In spite of all that, the jobs provided under these schemes remain very much second-best for those involved and they disguise the real scale of unemployment. That remains a black indictment of Labour's economic record in the past few years.

I should have liked to comment on the latest of a long stream of rather unreliable industrial production figures, but apparently the computer has broken down, and the latest statistics that are available take us only up to the end of last year. These figures, which were pretty poor, showed that last year we were producing less than in 1976, that we were producing less than in 1974, in the three-day working week, and substantially less than at the peak of production in 1973.

Since then, I will be told, there has been something of a recovery in consumer spending as the pre-election boom-let gets under way. The CBI in Wales tells me that overall it can detect only a slight upturn. It describes conditions as patchy. It points out that some sectors, notably steel, are still doing badly, and it says that it can detect no long-term optimism. The order books of industry do not stretch very far ahead.
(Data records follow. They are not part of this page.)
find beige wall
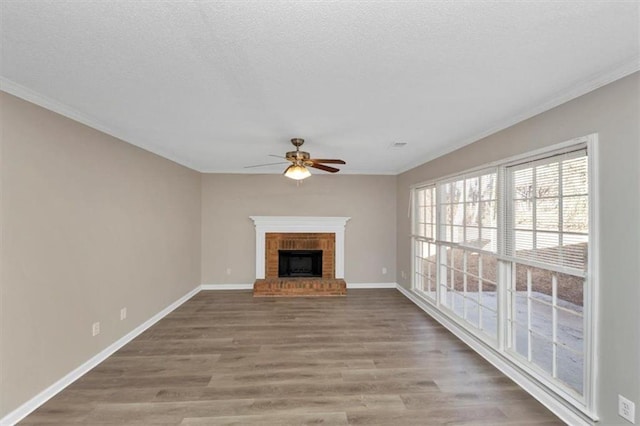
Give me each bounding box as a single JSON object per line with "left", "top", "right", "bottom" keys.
{"left": 0, "top": 92, "right": 202, "bottom": 417}
{"left": 396, "top": 72, "right": 640, "bottom": 424}
{"left": 201, "top": 174, "right": 396, "bottom": 284}
{"left": 2, "top": 71, "right": 637, "bottom": 424}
So, after four and half years of Labour Government, there still seems to be no real prospect of a break-out from the era of stagnation, low production and high unemployment that has characterised, and indeed, always characterises, the years of Socialism.

We live in a world in which industry is debilitated by high taxes, made complacent by subsidy and burdened by bureacracy. We live also in a world of rapid change. There is a terrible danger that economic plans will act as a barrier to change, that a particular concept of a balanced economy will stultify, that political pressure will provide the temptation to resist changes which are an essential forerunner of new growth.

The Government's role in all this, in industrial terms, must be to protect people against the too violent impact, in social terms, of change, to provide a developing infrastructure for the future, to provide assistance for those who are setting up or moving, and to do that by reacting flexibly to economic rather than to political demands.

It is because I believe in regional policy in those terms and because I am impressed by the realistic approach of those involved in Wales that I have become a convert—belatedly, I freely admit —to the Development Agency concept, and would pursue regional policies based on it.

Above all, what we must do is to create a general economic climate for high levels of production, high wages and high profits. We believe that that will he done not by Socialist or Plaid Cymru planning but by releasing the energies, enterprise and skill of individuals. We must recreate incentive, allow people to keep more of what they earn, restore differentials, and cut direct taxation at all levels.

The real hope for future jobs in Wales lies not with grandoise plans for a balanced economy but in the hundreds of small and expanding businesses that can react through the market to changing demand and provide a living, flexible and dynamic economy and in Government policies that recognise that it is their prime duty to create the climate in which those developing businesses can succeed. It is that approach that offers the best hope for the Welsh people.